Le speech analytics, qui détecte stress, fatigue, doute ou enthousiasme, sort des centres d’appels pour pénétrer nos services internes, nos interactions professionnelles, nos entretiens d’évaluation… Les outils attribuent des scores, déclenchent des alertes. Demain, ils pourraient recommander promotions ou sanctions.
La voix devient une simple donnée biométrique. Pourtant, elle n’est pas qu’un signal. Elle vibre, hésite, tremble, reflète nos journées, nos doutes, nos émotions. La standardiser, c’est nier qu’une intonation est souvent une histoire. Jugée « inappropriée » ? Alerte. Rythme jugé trop lent ? Risque de désengagement. Ton jugé trop vif ? Possible tension.

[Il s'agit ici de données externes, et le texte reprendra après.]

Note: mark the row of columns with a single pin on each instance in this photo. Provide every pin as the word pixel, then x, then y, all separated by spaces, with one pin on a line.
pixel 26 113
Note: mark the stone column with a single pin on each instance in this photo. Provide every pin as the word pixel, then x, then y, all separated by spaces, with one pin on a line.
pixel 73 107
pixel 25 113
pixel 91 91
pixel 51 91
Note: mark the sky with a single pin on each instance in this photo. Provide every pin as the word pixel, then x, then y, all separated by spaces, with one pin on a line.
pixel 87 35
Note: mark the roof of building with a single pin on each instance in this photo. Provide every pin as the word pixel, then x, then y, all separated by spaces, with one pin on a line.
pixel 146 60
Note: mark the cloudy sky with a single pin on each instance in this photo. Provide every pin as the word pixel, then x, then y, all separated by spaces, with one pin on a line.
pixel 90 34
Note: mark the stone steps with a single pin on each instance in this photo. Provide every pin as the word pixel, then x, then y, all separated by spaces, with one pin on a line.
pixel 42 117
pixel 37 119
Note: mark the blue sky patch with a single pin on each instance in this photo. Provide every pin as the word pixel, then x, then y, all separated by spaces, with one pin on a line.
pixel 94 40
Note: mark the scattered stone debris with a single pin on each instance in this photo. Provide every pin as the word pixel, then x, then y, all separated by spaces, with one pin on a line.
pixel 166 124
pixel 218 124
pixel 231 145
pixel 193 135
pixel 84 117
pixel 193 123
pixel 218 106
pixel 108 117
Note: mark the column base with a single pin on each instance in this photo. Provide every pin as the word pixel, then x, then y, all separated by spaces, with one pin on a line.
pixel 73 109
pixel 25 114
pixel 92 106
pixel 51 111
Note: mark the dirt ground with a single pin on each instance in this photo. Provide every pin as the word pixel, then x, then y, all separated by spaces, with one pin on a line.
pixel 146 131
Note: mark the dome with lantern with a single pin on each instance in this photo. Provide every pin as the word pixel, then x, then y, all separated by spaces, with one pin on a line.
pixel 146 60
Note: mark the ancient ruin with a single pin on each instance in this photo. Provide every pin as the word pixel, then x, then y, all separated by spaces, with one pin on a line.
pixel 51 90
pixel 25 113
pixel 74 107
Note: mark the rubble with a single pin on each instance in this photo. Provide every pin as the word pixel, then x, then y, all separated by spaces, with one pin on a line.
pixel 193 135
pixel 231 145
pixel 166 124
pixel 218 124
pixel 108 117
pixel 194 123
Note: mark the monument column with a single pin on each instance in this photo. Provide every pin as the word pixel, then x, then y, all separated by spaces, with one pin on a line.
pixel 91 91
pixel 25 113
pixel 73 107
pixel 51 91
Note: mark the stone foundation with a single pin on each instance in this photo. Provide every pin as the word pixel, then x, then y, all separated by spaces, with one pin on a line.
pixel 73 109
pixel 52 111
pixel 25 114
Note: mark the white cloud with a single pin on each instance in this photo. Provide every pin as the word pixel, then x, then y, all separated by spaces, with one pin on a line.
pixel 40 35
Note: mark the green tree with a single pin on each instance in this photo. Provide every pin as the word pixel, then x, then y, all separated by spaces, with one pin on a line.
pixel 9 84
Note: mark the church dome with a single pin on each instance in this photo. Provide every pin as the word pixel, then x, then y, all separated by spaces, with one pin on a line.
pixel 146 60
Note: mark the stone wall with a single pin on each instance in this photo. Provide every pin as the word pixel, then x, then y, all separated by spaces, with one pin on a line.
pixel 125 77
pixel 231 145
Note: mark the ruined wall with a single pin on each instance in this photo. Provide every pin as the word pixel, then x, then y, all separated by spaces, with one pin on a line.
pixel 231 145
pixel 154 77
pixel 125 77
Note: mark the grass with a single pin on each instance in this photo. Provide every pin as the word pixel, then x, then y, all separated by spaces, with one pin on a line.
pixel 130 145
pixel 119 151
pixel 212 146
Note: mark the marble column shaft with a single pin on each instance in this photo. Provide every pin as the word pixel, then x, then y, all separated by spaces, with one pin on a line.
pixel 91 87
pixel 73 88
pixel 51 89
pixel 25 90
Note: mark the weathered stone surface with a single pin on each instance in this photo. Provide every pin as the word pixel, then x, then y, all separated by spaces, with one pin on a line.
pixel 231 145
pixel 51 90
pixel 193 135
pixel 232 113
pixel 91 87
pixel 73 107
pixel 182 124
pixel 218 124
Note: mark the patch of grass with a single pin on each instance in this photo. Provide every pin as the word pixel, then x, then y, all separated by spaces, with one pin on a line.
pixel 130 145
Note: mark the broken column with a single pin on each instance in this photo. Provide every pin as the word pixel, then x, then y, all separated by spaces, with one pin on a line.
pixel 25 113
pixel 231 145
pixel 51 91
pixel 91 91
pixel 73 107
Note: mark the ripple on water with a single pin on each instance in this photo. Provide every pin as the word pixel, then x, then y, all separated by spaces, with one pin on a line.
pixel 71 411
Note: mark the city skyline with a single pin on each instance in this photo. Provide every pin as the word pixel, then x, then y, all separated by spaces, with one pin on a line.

Les autorités françaises et européennes l’ont compris : la voix est une donnée hautement sensible, permettant d’identifier une personne, mais aussi d’inférer son état émotionnel ou psychologique. Son traitement est interdit, sauf consentement libre et éclairé, ainsi que le prévoit le règlement général sur la protection des données (RGPD) – bientôt renforcé par l’IA Act. Mais en entreprise, que vaut ce consentement « libre » ? Peut-on refuser un outil imposé par la hiérarchie, comprendre ce que l’algorithme « a entendu » ou même contester ses conclusions ? Le consentement n’est pas une simple case à cocher, mais un droit fondamental.